使用Ollama和OpenWebUI本地运行llama3大语言模型

博主： YiYu
发布时间：2024 年 05 月 08 日
814 次浏览
2 条评论
8365字数
分类： AI

Learn AI 系列文章：
[1. Setup ubuntu server 20.04 for machine learning](https://www.helloyiyu.com/index.php/ai/28.html)
[2. Try run PyTorch Quickstart demo](https://www.helloyiyu.com/index.php/ai/32.html)
[3. 使用Ollama和OpenWebUI本地运行llama3大语言模型](https://www.helloyiyu.com/index.php/ai/39.html)

---

### Ollama介绍

![ollama logo.png](https://www.helloyiyu.com/usr/uploads/2024/05/298398074.png)

项目地址：[ollama](https://github.com/ollama/ollama)
官网地址： [Ollama](https://ollama.com/)
模型仓库： [library (ollama.com)](https://ollama.com/library)

ollama是用Go语言写的开源大模型运行软件（你可以认为是llama.cpp的Go语言版），支持GPU/CPU混合模式，你可以根据自己笔记本电脑GPU、GPU显存以及CPU、内存的情况，选择不同量化版本的大模型。

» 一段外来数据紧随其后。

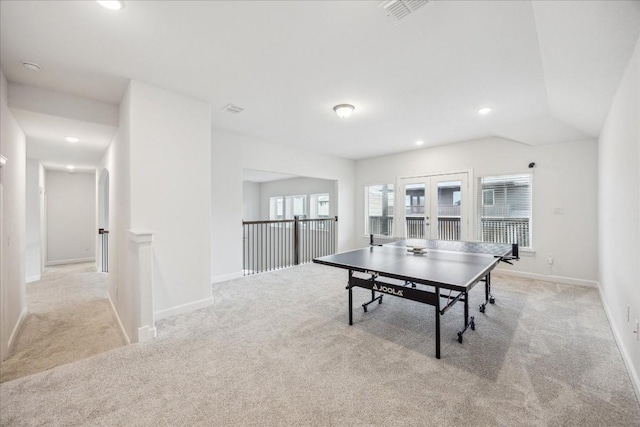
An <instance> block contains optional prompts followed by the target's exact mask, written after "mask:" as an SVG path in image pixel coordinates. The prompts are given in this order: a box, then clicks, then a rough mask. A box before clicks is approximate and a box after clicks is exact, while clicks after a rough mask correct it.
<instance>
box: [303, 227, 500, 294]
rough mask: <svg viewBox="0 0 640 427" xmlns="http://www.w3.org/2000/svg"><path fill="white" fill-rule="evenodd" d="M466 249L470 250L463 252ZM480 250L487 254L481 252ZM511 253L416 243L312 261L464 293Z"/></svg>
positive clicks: (477, 243) (445, 241) (480, 244)
mask: <svg viewBox="0 0 640 427" xmlns="http://www.w3.org/2000/svg"><path fill="white" fill-rule="evenodd" d="M439 242H440V243H439ZM409 245H419V246H423V247H426V251H425V252H424V253H413V252H412V251H410V247H409ZM465 247H466V250H467V251H462V250H464V248H465ZM434 248H436V249H434ZM456 249H457V250H456ZM481 250H484V251H487V252H488V253H481V252H480V251H481ZM510 253H511V246H510V245H503V244H490V243H475V242H451V241H434V240H427V241H425V240H422V241H420V242H416V241H415V240H414V241H406V242H394V243H391V244H388V245H383V246H370V247H366V248H363V249H356V250H353V251H348V252H342V253H338V254H334V255H328V256H324V257H319V258H315V259H314V260H313V261H314V262H316V263H318V264H324V265H330V266H333V267H338V268H343V269H348V270H354V271H360V272H367V273H375V274H378V275H380V276H383V277H390V278H394V279H399V280H407V281H411V282H415V283H422V284H425V285H432V286H440V287H443V288H447V289H454V290H458V291H464V290H468V289H470V288H471V287H472V286H473V285H475V284H476V283H477V282H478V281H479V280H480V279H482V278H483V277H484V276H485V275H486V274H487V273H488V272H490V271H491V270H492V269H493V268H494V267H495V266H496V264H497V263H498V262H500V257H501V256H507V255H509V254H510Z"/></svg>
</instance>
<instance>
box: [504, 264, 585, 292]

Ollama 安装十分简单，[官方](https://ollama.com/download/linux)提供了不同平台的安装方式：

![download_ollama.png](https://www.helloyiyu.com/usr/uploads/2024/05/2237377114.png)

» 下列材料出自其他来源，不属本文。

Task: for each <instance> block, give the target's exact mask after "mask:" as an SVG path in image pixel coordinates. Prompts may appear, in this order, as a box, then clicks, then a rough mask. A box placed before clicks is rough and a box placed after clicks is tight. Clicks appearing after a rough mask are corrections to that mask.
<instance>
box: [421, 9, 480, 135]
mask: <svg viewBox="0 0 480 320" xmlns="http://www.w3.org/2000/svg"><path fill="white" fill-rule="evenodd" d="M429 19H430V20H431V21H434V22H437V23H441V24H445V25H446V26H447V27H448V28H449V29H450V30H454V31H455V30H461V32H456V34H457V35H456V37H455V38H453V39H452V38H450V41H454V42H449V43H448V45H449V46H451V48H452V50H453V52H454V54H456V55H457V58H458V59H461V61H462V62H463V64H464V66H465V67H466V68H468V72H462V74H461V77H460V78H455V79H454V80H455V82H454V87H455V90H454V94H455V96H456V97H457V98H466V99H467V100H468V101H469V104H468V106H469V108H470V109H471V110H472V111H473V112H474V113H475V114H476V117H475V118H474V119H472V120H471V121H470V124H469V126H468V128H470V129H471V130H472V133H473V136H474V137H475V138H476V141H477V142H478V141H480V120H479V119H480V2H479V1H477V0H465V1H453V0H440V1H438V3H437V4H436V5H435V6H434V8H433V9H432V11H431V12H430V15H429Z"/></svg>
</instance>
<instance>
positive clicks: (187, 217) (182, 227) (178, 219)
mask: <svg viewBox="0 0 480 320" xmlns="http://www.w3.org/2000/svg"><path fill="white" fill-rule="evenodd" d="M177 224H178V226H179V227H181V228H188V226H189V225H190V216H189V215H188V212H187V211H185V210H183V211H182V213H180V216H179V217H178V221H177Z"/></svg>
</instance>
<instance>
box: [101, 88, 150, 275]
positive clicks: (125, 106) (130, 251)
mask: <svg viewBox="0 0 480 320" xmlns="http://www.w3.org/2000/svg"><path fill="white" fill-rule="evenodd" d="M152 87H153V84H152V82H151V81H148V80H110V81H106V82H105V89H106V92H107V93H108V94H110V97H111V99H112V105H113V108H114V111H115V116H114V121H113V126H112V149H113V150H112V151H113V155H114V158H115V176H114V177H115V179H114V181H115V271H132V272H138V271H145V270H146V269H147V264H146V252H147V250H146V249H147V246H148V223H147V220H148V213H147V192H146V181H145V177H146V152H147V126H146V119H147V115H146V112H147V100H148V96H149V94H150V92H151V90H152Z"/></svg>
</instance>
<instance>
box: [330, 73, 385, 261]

如果你熟悉 Docker，直接使用[官方Docker image](https://ollama.com/blog/ollama-is-now-available-as-an-official-docker-image)方式会更方便。

### Ollama本地部署（CPU only）

因为不确定后续相关操作是不是会涉及到python环境，先创建一个conda env来隔离一下python环境，后来觉得不需要这一步也可以。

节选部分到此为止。